他们开始拿锋利的匕首或者针尖什么的,直挺挺的刺我的手腕。你看,开始了吧。没完呢。
我被搬上了一辆咋咋呼呼的车,一路呼啸而过。我怕极,我要被关到哪里去啊?我是不是再也见不着明天的阳光了。我开始思考,是不是应该趁机逃走,我感觉身边人少了很多,要不先干掉那个一直拉着我的手,喊着我名字的人。他肯定知道我所有的信息,不然我即便逃出去了也藏不住的。其他的几人,好像都没有把我当回事,所以我能轻松的逃掉。但是,我一点都不想动,管他的吧,我先看看他们到底要干嘛?我这样想着,我的神识又开始往灰蒙蒙的地方走去。
不一会儿,车停了。我又被人推进了一个房间。这房间,我一点也不喜欢。有一股极强的消毒水的味道,来往的人步子更加急切。我甚至听到有人小声说“这个病人很严重,必须立马进急症。”我想是很久没有找到如此鲜活、健康的身体了吧?这样急,是怕我逃走了吗?
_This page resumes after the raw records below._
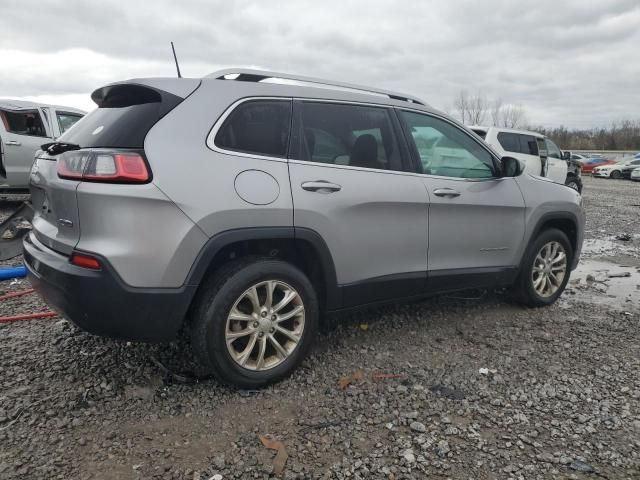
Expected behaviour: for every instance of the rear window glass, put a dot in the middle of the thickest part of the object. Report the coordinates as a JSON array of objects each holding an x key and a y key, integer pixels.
[
  {"x": 125, "y": 115},
  {"x": 24, "y": 122},
  {"x": 123, "y": 127},
  {"x": 259, "y": 127}
]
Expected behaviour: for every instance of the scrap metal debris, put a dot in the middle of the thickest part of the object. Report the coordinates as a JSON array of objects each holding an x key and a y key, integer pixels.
[
  {"x": 281, "y": 457},
  {"x": 349, "y": 379}
]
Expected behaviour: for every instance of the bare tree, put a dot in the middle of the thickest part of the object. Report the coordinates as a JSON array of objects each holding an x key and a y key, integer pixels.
[
  {"x": 478, "y": 107},
  {"x": 496, "y": 110},
  {"x": 472, "y": 109},
  {"x": 461, "y": 105}
]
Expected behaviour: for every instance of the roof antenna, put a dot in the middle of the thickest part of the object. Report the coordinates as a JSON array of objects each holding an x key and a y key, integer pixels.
[{"x": 176, "y": 60}]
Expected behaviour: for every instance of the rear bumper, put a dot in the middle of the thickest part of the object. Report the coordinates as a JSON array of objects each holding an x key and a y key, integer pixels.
[{"x": 100, "y": 303}]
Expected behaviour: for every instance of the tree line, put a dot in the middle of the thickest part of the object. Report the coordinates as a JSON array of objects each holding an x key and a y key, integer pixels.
[{"x": 477, "y": 109}]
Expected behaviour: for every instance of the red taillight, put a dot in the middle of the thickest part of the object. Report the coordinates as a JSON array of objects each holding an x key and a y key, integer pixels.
[
  {"x": 85, "y": 261},
  {"x": 103, "y": 166}
]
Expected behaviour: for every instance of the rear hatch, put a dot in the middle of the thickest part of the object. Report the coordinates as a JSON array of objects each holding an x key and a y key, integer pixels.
[{"x": 116, "y": 129}]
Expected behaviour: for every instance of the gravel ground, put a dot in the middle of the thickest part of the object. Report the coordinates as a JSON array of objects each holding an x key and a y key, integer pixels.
[{"x": 458, "y": 387}]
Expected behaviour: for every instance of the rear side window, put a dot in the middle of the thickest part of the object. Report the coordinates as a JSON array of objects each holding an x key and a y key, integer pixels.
[
  {"x": 353, "y": 135},
  {"x": 528, "y": 145},
  {"x": 24, "y": 122},
  {"x": 67, "y": 120},
  {"x": 259, "y": 127},
  {"x": 552, "y": 149},
  {"x": 509, "y": 141}
]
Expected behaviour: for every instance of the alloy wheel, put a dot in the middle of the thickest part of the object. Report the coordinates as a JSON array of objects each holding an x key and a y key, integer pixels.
[
  {"x": 549, "y": 269},
  {"x": 265, "y": 325}
]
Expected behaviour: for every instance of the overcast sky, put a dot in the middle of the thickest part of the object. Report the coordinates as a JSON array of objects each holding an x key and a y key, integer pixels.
[{"x": 570, "y": 62}]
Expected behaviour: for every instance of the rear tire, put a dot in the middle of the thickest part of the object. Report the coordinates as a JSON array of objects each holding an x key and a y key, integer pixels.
[
  {"x": 244, "y": 335},
  {"x": 545, "y": 269},
  {"x": 574, "y": 183}
]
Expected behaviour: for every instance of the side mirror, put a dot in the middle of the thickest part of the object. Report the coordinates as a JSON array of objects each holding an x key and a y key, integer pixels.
[{"x": 511, "y": 167}]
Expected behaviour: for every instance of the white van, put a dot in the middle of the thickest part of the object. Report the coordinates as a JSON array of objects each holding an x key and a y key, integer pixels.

叮叮当当一番声响后,我被绑在像木板一样的东西上。接着,有人直接生扒了我的裤子,我下半身光溜溜的躺着。愤怒、恐惧和屈辱占据了我整个心脏,我忍不住了,想站起来打死他们。我想骂人、想大叫,喊救命,可是我出不了声,别人听不见,救不了我的命。我完了。
我懊恼极了,要是刚才路上逃跑了,便还有一线生机。
我皱起眉毛,表示最大程度的抗议。咬紧牙关,宣誓着我宁死不屈。来吧,你们这些魔鬼一般的人,你们虽然折磨了我的身体,却不能给我的灵魂任何的磨难。
我挣扎着,想要甩开,跑出去。去哪?回家?不行,他们就是在那里抓到我的。找我母亲,路途遥远,我现在身无分文,还没穿裤子,不行。我想了千万个逃跑后的藏身点,可就没有一个是可行的。我还在绞尽脑汁的想去处,一道尖利的疼痛感从手背上传来,一股酸麻感从痛处传开去。有人拿着沾了什么液体的棉球,一下右一下的擦着我右下腹,像在擦洗碗盏杯具。完了,我要死在这儿了。
我神智开始不清楚了,我开始迷糊了。我开始忘了我是谁了,我不清楚自己在哪里了?怎么办,谁来救救我?
混沌中,忽然有一手巨大的手把我拉进更深的黑暗中。我没有意识了。我感觉不到疼痛了。我彻底的结束了。
再见了,这世界。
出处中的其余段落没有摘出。